En una vida normal, esto se traduciría en una lengua que salpica las conversaciones con amigas de anécdotas de él, en el impulso de compartir imágenes con pies de fotos repletos de bromas privadas, en stories de cenas románticas en las que ella mira al infinito mientras sonríe sujetando una copa de vino blanco. En condiciones de celebridad, la relevancia de los detalles estalla.

Sabemos que la cantante no confiaba en los hombres, pero que con él aprendió a hacerlo porque antes sólo conocía a los que estaban emotionally unavailable, que para su boda con él le apetecía un vestido de Vivienne Westwood, que ella se indignó en vídeo porque él despreció en público las aceitunas.

Frente a la cámara y el micrófono, la relación expuesta se convierte en la de todos los que miran, ahora accionistas del noviazgo. Todos opinan, todos sabían, todos ven la sudadera gris de Chenoa sobre el chándal de mariposas. Todos han sentido con ellos. Todos han contemplado la evolución de la pareja. Todo tienen derecho a su parte de ficción.

La vulnerabilidad compartida humaniza y alivia la carga de la perfección. Pero cuando una se siente desollada, como si le hubieran sacado de bajo los huesos los pulmones y los intestinos y la hubieran limado por fuera, floja de tanto llorar, ya casi una carcasita, y no comprende que el mundo siga en marcha indiferente a su desgarro, cuando no entiende que también mañana el afilador tendrá la osadía de volver a silbar en la calle, que los niños seguirán jugando a Marco Polo en el bordillo de la piscina, que a la una y media en el chiringuito prepararán insolentes media docena de tintos de verano, que el autobús circular recorrerá impertinente toda la ciudad, recordar que tu luto es materia prima del chismorreo general no logra en el alma el efecto de un caldito de pollo.

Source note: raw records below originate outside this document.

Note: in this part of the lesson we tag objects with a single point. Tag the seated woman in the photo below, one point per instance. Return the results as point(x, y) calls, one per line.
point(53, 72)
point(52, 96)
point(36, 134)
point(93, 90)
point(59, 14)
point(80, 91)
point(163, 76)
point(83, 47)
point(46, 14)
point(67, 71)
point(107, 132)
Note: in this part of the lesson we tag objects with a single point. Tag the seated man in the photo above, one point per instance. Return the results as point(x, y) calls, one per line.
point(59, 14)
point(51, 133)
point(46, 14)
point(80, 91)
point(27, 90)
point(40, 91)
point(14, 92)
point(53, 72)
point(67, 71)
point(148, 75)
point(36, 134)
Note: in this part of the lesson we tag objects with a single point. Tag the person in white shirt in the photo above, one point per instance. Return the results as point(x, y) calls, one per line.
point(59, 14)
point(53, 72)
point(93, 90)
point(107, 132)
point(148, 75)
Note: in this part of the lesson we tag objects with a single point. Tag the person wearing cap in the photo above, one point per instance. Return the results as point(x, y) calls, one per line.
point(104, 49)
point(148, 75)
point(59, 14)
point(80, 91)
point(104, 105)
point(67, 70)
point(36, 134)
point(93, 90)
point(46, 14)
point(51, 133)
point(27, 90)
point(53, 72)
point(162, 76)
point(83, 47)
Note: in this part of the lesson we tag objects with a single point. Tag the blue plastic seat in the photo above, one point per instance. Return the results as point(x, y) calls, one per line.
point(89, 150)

De eso sólo se ocupan las amigas que se plantan en casa a las 11:00 de la noche y una agenda laboral suficientemente saturada como para poder contener la pena mientras el sol esté en el cielo. No hay enterrador de pesares como la faena.

Las veredas románticas a veces se empiedran de señales. A algunos el exceso de demostraciones de afecto públicas, como los tatuajes compartidos, los pone sobre aviso. A otras una ceja tensa frente a un rasguño en un vestido las disuade de por vida. A otras ni una casulla en llamas el día de la boda se les antoja un indicio de alarma. Otras señales las vemos todos al otro lado de la pantalla. Y son de las serias. A quién en su sano juicio no le gustan las aceitunas.